A CaO enhanced rubberized syntactic foam

Abstract

Abstract In this study, a calcium oxide (CaO) enhanced rubberized syntactic foam was developed by incorporating CaO powder into a rubber latex/microballoon mixture, in order to effectively and efficiently remove the water contained in the rubber latex in a controlled manner. It was expected that an exothermic reaction between CaO and water would be generated, which would result in the removal of water from the mixture and would leave behind glass microballoons coated by a calcium hydroxide (Ca(OH) 2 ) reinforced rubber layer. In order to validate this idea, a new manufacturing procedure was proposed. Low velocity impact and four-point bending tests were performed on pure foam and the foam cored sandwich beams. Scanning electron microscopy was used to examine the existence and uniformity of the rubber coating and X-ray diffractometry was employed to validate the presence of Ca(OH) 2 . Compared with the previous results without CaO [Li G, Jones N. Development of rubberized syntactic foam. Compos Pt A: Appl Sci Manuf 2007;38:1483–92], the current foam showed a much higher residual strength with a slight reduction in impact tolerance.
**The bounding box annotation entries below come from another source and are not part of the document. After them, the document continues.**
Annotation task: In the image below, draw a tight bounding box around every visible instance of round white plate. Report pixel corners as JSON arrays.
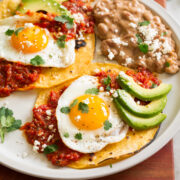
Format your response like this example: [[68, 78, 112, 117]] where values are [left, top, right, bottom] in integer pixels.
[[0, 0, 180, 179]]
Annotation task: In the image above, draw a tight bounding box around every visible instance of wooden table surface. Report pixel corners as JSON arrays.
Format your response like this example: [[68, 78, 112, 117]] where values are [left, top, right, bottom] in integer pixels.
[[0, 0, 174, 180]]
The SEM observation showed a uniform rubber coating on the microballoons and the X-ray diffractometry confirmed the existence of Ca(OH) 2 crystal in the rubber coating layer. In order to reveal the underlying principle for the enhancement, a micromechanical model based on the equivalent medium theorem was proposed and a finite element analysis using ANSYS was conducted. It was found that the rubber coating on the microballoons significantly reduced the stress concentration and improved the stress distribution; the presence of the Ca(OH) 2 crystals in the rubber layer further reduced the stress concentration. A compressive stress zone ahead of or in the vicinity of the crack tip in the rubberized syntactic foam helps in blunting and arresting the microcrack from propagating into macrocrack.